O Estado X ajuizou ação por ato de improbidade administrativa em face de Flávio e quatro sociedades empresárias. Como causa de pedir, sustentou que Flávio, enquanto Secretário Estadual de Saúde, em ajuste com as pessoas jurídicas, ocasionou superfaturamento na aquisição de insumos utilizados em hospitais da rede estadual de saúde. Anteriormente, já tramitava junto ao Tribunal de Contas do Estado X, em fase preliminar, tomada de contas especial instaurada para apuração dos fatos, identificação dos responsáveis e quantificação de dano ao erário referente aos mesmos acontecimentos que constituem causa de pedir manifestada pela Fazenda Estadual.
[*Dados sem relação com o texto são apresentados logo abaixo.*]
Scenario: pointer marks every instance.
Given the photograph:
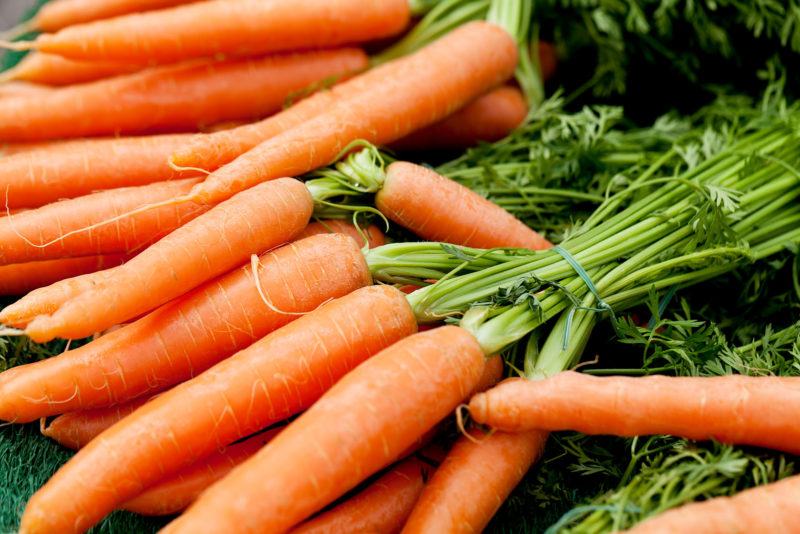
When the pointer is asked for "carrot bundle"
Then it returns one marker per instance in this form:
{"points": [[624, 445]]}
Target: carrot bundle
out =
{"points": [[729, 409], [173, 97], [280, 375], [189, 335]]}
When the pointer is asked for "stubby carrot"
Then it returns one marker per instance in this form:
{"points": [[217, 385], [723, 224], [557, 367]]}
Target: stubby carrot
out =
{"points": [[189, 335], [416, 91], [439, 209], [20, 278], [768, 508], [729, 409], [357, 428], [173, 97], [272, 379], [204, 248], [488, 118], [383, 506]]}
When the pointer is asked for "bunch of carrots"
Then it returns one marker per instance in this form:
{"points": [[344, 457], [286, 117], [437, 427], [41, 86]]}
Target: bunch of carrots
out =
{"points": [[187, 183]]}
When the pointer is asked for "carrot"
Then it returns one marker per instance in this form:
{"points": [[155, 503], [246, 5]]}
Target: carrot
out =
{"points": [[214, 27], [47, 172], [475, 478], [358, 427], [50, 232], [52, 70], [383, 506], [767, 508], [488, 118], [415, 91], [187, 336], [172, 97], [274, 378], [438, 209], [727, 408], [18, 279]]}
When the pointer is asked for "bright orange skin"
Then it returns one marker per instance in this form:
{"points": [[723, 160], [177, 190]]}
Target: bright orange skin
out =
{"points": [[187, 336], [278, 376], [176, 97], [383, 506], [730, 409], [438, 209], [379, 409], [216, 242], [206, 29], [413, 92]]}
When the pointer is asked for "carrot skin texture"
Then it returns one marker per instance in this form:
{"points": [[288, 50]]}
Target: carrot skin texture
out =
{"points": [[422, 201], [767, 508], [380, 408], [172, 97], [234, 28], [730, 409], [18, 279], [280, 375], [187, 336], [207, 247], [383, 506], [465, 63]]}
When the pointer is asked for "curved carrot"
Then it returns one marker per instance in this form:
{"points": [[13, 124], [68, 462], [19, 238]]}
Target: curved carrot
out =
{"points": [[18, 279], [51, 232], [439, 209], [358, 427], [729, 409], [272, 379], [189, 335], [416, 91], [173, 97], [768, 508], [214, 27], [486, 119], [47, 172], [383, 506]]}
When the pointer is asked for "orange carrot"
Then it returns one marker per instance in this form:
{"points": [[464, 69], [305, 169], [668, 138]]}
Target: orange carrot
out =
{"points": [[488, 118], [172, 97], [358, 427], [383, 506], [18, 279], [416, 91], [188, 335], [36, 235], [423, 201], [274, 378], [768, 508], [728, 409], [216, 27], [46, 172]]}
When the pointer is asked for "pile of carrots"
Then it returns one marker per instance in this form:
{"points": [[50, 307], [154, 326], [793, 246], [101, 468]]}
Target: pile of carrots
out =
{"points": [[246, 373]]}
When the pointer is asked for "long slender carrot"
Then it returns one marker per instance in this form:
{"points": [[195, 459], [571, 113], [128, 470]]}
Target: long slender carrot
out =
{"points": [[36, 235], [416, 91], [358, 427], [209, 28], [20, 278], [488, 118], [383, 506], [768, 508], [173, 97], [280, 375], [729, 409], [44, 173], [189, 335], [439, 209]]}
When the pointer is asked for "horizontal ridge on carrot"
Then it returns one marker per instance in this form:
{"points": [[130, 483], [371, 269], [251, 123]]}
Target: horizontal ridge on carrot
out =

A respeito da situação acima descrita, assinale a afirmativa correta
- A)O julgamento pela regularidade das contas pelo TCE conduzirá à extinção da ação por ato de improbidade administrativa sem exame de mérito, eis que há vinculação entre as instâncias de controle, sem exceção.
Errada, porque o julgamento regular das contas pelo TCE não gera extinção automática da ação de improbidade, já que as instâncias de controle e judicial são, em regra, independentes.
- B)Após a réplica da Fazenda, o juiz proferirá decisão na qual indicará com precisão a tipificação do ato de improbidade administrativa imputável ao réu, sendo-lhe vedado modificar o fato principal e a capitulação legal apresentada pelo autor.
Certa, porque o juiz pode adequar a tipificação jurídica aos fatos narrados após a réplica, sem alterar o fato principal nem a base fática da acusação.
- C)O Estado X não detém legitimidade ativa para ajuizar ação por ato de improbidade administrativa. Assim, em nome da primazia da resolução do mérito, o Ministério Público deverá ser intimado para, querendo, assumir a titularidade da ação.
Errada, porque a pessoa jurídica de direito público interessado pode ter legitimidade para a ação de improbidade, não sendo exclusividade do Ministério Público.
- D)A qualquer momento, se o magistrado identificar a existência de irregularidade administrativa sem que estejam presentes todos os requisitos para imposição de sanções por ato de improbidade administrativa, poderá converter a ação de improbidade em ação civil pública, em decisão motivada e irrecorrível.
Errada, porque a conversão da ação de improbidade em ação civil pública não pode ocorrer de modo irrestrito e a qualquer momento, e a disciplina legal não autoriza essa transformação com essa amplitude.
- E)A aplicação de multa a Flávio pelo Tribunal de Contas, em sede de julgamento da tomada de contas especial, impedirá igual sanção no âmbito da ação de improbidade administrativa em julgamento posterior, de modo a evitar a ocorrência de bis in idem.
Errada, porque eventual multa aplicada pelo Tribunal de Contas não impede, por si só, a aplicação de sanção semelhante na ação de improbidade, desde que observados os limites legais e o devido processo.
Gabarito: B
A questão mistura dois temas que a FGV adora: improbidade administrativa e a relação entre a atuação do Judiciário e dos órgãos de controle, como o Tribunal de Contas. Aqui, a ideia central é simples: o fato de existir tomada de contas especial no TCE não impede, por si só, a ação de improbidade. As instâncias são, em regra, independentes. Ou seja, o TCE apura contas, dano e responsabilização administrativa, mas isso não “trava” automaticamente a ação judicial por improbidade. No caso da Lei de Improbidade Administrativa, após a contestação e a réplica, o juiz deve fazer o enquadramento jurídico com precisão, delimitando a tipificação do ato imputado, mas sem brincar de “trocar a história” do processo. Em outras palavras: ele pode ajustar a capitulação jurídica, porque vale a máxima iura novit curia, mas não pode alterar os fatos principais narrados na inicial nem surpreender a defesa com uma causa de pedir totalmente diferente. É exatamente isso que torna a letra B correta. A redação está alinhada com a lógica processual da LIA: o juiz pode refinar a tipificação do ato de improbidade com base nos fatos já expostos, preservando o contraditório e a defesa. Isso evita decisões soltas no ar, mas também impede que o magistrado reescreva o processo do zero. Em resumo: TCE não extingue ação de improbidade automaticamente; o Estado pode ter legitimidade conforme o regime vigente; e sanções administrativas não bloqueiam, por si sós, a atuação judicial. O que manda aqui é separar bem as instâncias e não confundir apuração de contas com julgamento de improbidade.